J’ai réorienté en deuxième année de thèse mes travaux. Et, après la signature d’une convention de codirection entre l’université de Lausanne et l’université de Grenoble-Alpes, j’avais trois affiliations. En Europe, j’étudie l’Afrique. En Amérique, j’étudie l’Europe. Quand la pression devenait trop forte aux Etats-Unis, je pensais : si je ne me sens plus heureux, j’abandonne. De toute manière, j’ai une thèse presque terminée à Lausanne. Et quand en Europe les choses se corsaient, je me disais : si ça continue j’arrête. Ainsi, plutôt que d’avoir deux fardeaux, j’avais deux béquilles, des ressources alternatives pour avancer sans oublier de vivre.

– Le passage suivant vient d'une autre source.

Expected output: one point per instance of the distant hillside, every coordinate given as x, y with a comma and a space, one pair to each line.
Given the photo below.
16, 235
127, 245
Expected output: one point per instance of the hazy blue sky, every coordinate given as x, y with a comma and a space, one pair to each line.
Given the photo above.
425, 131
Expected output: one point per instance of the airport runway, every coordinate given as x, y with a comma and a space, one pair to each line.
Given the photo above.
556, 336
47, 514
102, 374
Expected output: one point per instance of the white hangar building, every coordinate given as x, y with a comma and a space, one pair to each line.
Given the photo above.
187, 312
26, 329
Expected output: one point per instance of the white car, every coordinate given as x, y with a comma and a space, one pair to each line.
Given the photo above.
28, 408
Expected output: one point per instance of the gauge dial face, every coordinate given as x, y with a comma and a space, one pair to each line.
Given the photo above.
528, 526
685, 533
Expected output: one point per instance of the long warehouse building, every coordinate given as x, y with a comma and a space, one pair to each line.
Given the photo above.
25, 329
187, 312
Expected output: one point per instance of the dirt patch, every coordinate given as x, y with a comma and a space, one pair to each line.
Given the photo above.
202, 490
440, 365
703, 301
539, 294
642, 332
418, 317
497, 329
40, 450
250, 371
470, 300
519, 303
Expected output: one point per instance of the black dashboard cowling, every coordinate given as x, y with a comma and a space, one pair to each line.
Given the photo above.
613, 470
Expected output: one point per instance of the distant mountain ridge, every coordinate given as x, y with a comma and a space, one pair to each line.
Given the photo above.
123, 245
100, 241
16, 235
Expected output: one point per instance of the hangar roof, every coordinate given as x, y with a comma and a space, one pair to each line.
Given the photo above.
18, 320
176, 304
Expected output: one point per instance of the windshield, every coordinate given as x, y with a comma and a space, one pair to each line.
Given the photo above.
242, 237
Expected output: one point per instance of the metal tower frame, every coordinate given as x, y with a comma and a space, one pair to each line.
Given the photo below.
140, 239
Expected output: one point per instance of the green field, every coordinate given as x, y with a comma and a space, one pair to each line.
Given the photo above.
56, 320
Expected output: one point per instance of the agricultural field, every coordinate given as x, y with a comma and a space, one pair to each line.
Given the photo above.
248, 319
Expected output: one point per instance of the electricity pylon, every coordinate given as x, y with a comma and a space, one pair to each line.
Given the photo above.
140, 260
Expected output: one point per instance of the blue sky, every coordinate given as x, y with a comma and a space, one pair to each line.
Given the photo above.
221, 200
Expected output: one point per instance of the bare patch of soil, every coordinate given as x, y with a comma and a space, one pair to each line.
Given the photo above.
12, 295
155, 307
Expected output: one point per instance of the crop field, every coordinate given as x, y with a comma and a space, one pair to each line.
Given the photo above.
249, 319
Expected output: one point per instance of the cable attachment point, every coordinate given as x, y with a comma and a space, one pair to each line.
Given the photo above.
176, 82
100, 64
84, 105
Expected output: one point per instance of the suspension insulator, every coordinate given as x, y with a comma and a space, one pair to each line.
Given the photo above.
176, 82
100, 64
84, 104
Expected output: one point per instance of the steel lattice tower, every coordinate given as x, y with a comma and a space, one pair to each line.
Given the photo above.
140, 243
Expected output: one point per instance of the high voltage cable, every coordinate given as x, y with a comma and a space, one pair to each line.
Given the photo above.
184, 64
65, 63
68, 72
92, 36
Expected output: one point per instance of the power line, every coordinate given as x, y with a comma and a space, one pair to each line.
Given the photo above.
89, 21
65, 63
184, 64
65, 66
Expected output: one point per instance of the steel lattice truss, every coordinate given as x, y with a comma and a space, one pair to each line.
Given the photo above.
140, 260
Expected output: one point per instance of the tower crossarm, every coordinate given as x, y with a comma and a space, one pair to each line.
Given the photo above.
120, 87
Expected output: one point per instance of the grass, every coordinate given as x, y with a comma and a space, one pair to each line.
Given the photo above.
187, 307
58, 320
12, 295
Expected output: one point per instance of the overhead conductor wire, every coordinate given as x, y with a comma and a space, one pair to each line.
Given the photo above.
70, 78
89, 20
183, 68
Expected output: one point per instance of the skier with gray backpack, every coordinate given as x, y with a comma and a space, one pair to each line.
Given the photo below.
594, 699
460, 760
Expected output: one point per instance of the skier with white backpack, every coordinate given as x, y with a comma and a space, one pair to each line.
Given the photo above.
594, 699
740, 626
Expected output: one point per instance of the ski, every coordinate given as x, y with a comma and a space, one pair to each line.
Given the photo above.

Vivre pour moi, c’est écrire. Travailler, c’est cela être un Camerounais : donner plus, recevoir moins, se battre jusqu’au sang, arracher avec ses dents chaque réussite, en y laissant parfois des plumes. Rendu aux étapes finales de mes thèses européenne et américaine, je pense à mes modèles francophones : Nganang, Mabanckou, Ekotto, Bachir Diagne, Dongala, Waberi. Qui ont chacun leur histoire de la douleur. Si Hannibal avait conquis Rome, la face de l’Afrique eût à jamais été changée. L’Amérique, c’est la nouvelle Rome, je vais la conquérir. Et en français ! Carthage s’était contentée d’être belle, alors que Rome fomentait sa chute : comme un usage établi de faire profil bas et de raser les murs.
Eric Essono Tsimi est un écrivain camerounais, boursier du Centre national du livre (CNL) et doctorant des universités de Virginie (Etats-Unis), de Grenoble-Alpes et de Lausanne (Suisse).